While deriving the formulae for Gauge factor of materials(resitors) in strain gauges it comes.In between they have given this formula.

First they told

R=PL/A

R=RESISTANCE
P=SPECIFIC RESISTANCE
L=LENGTH
A= AREA

Then,

dR=a(PdL+LdP) - P L da
-------------------
a^2

Divide L.H.S by R and R.H.S by PL/A we get

dR dL dP dA
-- = --- + ---- - ----- (eqn 1)
R L P A

And suddenly they give this formula

as

dA= A(1-m dL/L)^2 -A

m=poisson's ratio

they substituted this in equation (1)

and finally arrived at gauge factor (dR/R)/(dL/L)

da=a(1-m dl/l)^2 - a

FredGarvin
I can not find anything in my references that has that particular form. I am trying to derive it but not having much luck right now. I am still trying though. BTW...who is "they"? What book/reference states this?

Book reference

It is from "Transducer Engineering" by S.Renganathan

please provide me the proof for this formulae:

da=a(1-m dl/l)^2-a
i.e., da/a=(1-m dl/l)^2 -1
=1+m^2 (dl/l)^2-2m dl/l -1
=(m dl/l)^2 - 2m dl/l

so da/a= (m dl/l)^2 - 2m dl/l
=m dl/l(m dl/l -2)

so

(da/a)/(dl/l)=m^2 (dl/l)-2m

now atleast you can say me how we arrive at this formula.Because I don't know any of the mechanical concepts and also about Poisson ratio.If you find any material regarding these please send me.My e-mail Id is

saravanan_n@msn.com

FredGarvin
Pretty impatient people these days...Maybe "at least" I can tell you this:

$$R = \frac{\rho L}{A}$$

Where:
$$R$$ = Resistance
$$\rho$$ = Resistivity
$$A$$ = Cross sectional Area

Now differentiate it:

$$dR = \frac{A(L d\rho + \rho dL) - \rho L dA)}{A^2}$$

Now go back and divide the last equation by the first and have fun with the algebra. Remember the definition of Poisson's Ratio: $$\nu = \frac{dA/A}{dL/L}$$

Sorry for being impatient,Since I have test on this I have to hurry.
Now we get
DR/R=DL/L+DP/P-DA/A

Then we divide whole eqn by dl/l

(dr/r)/(dl/l)=1+(dp/p)/(dl/l)-m

so we can put
Gauge Factor=1+Piezoresistivity-Poisson ratio

Is this equation right?

Equation Not Agrreable

If you say Poisson Ratio =(da/a)/(dl/l)

then do you agree with this equation also

da=a(1-((poisson ratio) dl/l)^2)-a
(in whatever context it comes)

Last edited:
Astronuc
Staff Emeritus
Poisson's ratio is the lateral contraction per unit breadth divided by the longitudinal extension per unit length.

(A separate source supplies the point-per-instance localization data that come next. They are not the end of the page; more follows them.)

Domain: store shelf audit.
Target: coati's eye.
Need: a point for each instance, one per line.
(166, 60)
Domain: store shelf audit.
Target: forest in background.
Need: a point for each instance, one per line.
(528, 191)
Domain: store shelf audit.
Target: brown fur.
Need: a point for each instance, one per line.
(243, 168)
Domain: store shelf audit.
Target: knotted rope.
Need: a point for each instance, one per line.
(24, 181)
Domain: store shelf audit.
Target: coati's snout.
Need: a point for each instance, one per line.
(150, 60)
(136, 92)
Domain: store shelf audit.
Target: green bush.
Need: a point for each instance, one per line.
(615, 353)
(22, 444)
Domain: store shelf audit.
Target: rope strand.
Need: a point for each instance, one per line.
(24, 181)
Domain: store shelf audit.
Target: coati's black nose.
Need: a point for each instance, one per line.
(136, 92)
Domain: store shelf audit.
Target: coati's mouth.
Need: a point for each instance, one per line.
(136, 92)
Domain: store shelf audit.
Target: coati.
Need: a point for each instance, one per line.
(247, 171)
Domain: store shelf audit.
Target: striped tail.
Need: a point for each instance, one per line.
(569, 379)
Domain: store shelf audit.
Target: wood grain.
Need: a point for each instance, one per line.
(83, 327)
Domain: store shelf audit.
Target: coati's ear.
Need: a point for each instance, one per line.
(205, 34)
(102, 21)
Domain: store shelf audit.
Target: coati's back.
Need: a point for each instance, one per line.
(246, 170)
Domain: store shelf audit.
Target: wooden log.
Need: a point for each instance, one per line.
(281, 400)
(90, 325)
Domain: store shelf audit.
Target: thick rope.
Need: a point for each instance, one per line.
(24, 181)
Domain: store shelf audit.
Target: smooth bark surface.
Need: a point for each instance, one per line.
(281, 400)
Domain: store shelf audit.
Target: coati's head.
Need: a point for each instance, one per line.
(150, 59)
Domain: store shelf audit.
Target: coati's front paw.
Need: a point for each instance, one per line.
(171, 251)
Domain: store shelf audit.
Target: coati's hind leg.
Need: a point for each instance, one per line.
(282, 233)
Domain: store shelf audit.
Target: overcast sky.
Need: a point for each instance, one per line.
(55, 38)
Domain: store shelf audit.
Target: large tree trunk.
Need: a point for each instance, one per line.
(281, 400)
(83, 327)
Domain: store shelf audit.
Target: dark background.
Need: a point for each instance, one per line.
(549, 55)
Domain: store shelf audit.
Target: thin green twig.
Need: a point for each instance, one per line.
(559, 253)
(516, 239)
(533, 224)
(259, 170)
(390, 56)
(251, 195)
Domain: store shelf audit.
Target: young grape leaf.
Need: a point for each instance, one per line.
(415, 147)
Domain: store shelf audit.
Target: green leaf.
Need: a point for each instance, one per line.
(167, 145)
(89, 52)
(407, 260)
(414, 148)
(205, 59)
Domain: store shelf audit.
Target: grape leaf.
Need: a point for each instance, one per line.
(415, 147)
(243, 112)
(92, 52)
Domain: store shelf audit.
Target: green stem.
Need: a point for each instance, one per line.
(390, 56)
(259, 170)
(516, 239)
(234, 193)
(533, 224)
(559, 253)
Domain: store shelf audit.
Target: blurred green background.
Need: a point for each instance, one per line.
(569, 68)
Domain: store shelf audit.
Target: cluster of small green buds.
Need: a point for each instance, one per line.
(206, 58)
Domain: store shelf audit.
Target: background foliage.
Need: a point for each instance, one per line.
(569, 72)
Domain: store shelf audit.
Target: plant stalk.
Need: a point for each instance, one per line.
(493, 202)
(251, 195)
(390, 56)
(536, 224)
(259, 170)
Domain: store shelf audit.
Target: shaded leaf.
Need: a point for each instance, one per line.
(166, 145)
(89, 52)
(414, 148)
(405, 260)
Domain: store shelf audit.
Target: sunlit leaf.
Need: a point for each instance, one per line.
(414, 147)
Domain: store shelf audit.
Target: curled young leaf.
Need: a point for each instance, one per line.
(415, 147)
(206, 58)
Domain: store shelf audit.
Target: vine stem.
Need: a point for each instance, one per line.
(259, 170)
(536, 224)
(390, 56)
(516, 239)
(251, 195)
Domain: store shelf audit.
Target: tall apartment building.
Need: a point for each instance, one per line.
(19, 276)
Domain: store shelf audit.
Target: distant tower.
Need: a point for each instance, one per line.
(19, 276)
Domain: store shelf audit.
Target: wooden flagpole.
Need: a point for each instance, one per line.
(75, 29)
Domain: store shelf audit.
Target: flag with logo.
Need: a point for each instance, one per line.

But A is proportional to the square of the length, i.e. a square has area, A = l2, where l is side length, or a circle has area $\pi$r2, where r is radius.

Now looking in three dimensions, if lx and ly contract by $\nu\,(\frac{\Delta{l_z}}{l_z})$ then the new lengths are

lx($1 - \nu (\frac{\Delta{l_z}}{l_z})$) and ly($1 - \nu (\frac{\Delta{l_z}}{l_z})$),

and the Area is then given by the product. If Ao = lx ly, then the new area is

A = Ao * ($1 - \nu\,\frac{\Delta{l_z}}{l_z}$)2

and dA = A - Ao, which defines dA.